起訴後の弁護活動のポイントは、保釈請求公判の準備です。

保釈請求は、起訴後に勾留状態から解放させるために行う手続きです。ご本人の心身への負担を軽減するために原則として必ず行います。逮捕時から起算すると3週間以上身体拘束されていることが多く、心身への負担は甚大ですから、早期にこれを解く必要があります。


保釈されれば自宅にて生活できますので、裁判に向けた準備もしやすくなります。

執行猶予判決を目指すには、勾留されている状態で「真面目に再出発をしたい」と伝えるよりも、現に社会復帰して真面目に励んでいる状況を裁判官に伝える方が説得力を持ちます。
保釈を認めさせるために、法令に規定された保釈されない事由がないこと(刑事訴訟法第89条)、勾留する必要性がないこと(刑事訴訟法第90条)等を検討し、保釈請求書を提出します。
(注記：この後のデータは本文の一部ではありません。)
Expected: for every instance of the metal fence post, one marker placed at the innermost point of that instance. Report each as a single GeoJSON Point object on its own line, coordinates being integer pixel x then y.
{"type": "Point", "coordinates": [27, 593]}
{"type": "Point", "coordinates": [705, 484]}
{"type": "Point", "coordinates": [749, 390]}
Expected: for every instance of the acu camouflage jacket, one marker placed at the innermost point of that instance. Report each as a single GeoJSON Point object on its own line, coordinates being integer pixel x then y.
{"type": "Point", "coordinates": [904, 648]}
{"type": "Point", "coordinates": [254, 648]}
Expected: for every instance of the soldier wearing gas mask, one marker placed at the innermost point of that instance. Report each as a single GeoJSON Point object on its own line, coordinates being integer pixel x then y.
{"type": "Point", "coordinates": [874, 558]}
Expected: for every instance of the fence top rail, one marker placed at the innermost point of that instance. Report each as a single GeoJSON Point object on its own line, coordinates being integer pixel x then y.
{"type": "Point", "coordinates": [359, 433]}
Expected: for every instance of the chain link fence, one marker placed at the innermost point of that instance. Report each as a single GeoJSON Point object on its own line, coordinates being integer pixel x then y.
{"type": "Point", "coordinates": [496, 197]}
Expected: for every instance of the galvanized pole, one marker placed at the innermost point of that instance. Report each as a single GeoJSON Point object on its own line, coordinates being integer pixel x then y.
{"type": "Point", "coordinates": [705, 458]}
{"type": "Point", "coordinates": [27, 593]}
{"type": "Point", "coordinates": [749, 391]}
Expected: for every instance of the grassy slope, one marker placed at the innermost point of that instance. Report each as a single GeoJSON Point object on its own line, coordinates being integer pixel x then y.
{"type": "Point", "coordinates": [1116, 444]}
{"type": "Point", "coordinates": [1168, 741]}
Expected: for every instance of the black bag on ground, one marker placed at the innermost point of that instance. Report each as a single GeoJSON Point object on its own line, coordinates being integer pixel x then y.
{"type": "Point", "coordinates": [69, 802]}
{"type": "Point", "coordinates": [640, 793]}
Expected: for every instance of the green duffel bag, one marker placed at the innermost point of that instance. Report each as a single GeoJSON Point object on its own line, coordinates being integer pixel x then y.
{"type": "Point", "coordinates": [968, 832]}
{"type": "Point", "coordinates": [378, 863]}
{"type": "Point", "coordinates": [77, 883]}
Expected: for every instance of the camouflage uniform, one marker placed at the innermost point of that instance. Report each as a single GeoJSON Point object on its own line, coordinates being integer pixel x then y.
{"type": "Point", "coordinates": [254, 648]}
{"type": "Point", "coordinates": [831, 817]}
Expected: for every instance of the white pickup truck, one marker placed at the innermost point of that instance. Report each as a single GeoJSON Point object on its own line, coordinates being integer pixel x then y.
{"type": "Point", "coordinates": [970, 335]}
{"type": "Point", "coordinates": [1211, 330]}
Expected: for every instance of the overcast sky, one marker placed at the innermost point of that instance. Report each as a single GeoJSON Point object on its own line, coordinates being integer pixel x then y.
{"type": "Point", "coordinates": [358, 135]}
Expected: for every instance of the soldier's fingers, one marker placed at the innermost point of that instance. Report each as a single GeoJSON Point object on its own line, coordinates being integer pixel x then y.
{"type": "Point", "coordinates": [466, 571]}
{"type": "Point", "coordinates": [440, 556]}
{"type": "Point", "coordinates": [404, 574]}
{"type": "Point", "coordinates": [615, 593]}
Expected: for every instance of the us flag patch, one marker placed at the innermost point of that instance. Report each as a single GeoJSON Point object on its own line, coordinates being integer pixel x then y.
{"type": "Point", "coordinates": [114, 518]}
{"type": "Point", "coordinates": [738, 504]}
公判の準備として重要なのは、証拠資料等の検討と綿密な打ち合わせです。

犯罪の成立を争うのか、成立は争わずに情状面をアピールして執行猶予判決の獲得を目指すのかなど、具体的な防御方針を定めて対応していきます。

まとめ

暴行罪は、行為の態様や状況によって成立の可否が分かれる繊細な犯罪類型です。暴行の事実があるか否か、有形力の行使が不法かどうか、正当防衛に該当するかなど、法的評価には専門的な検討が必要です。
また、暴行罪は不起訴となる可能性も十分にあるため、早期に弁護士へ相談し、証拠保全や示談交渉、公判準備などを適切に進めることが、本人の権利保護と社会復帰に直結します。
刑事事件においては、事実関係の整理と法的主張の構築、そして人間的な背景の理解と表現が不可欠です。弁護士と連携しながら、冷静かつ戦略的に対応することが、最良の結果を導くことになります。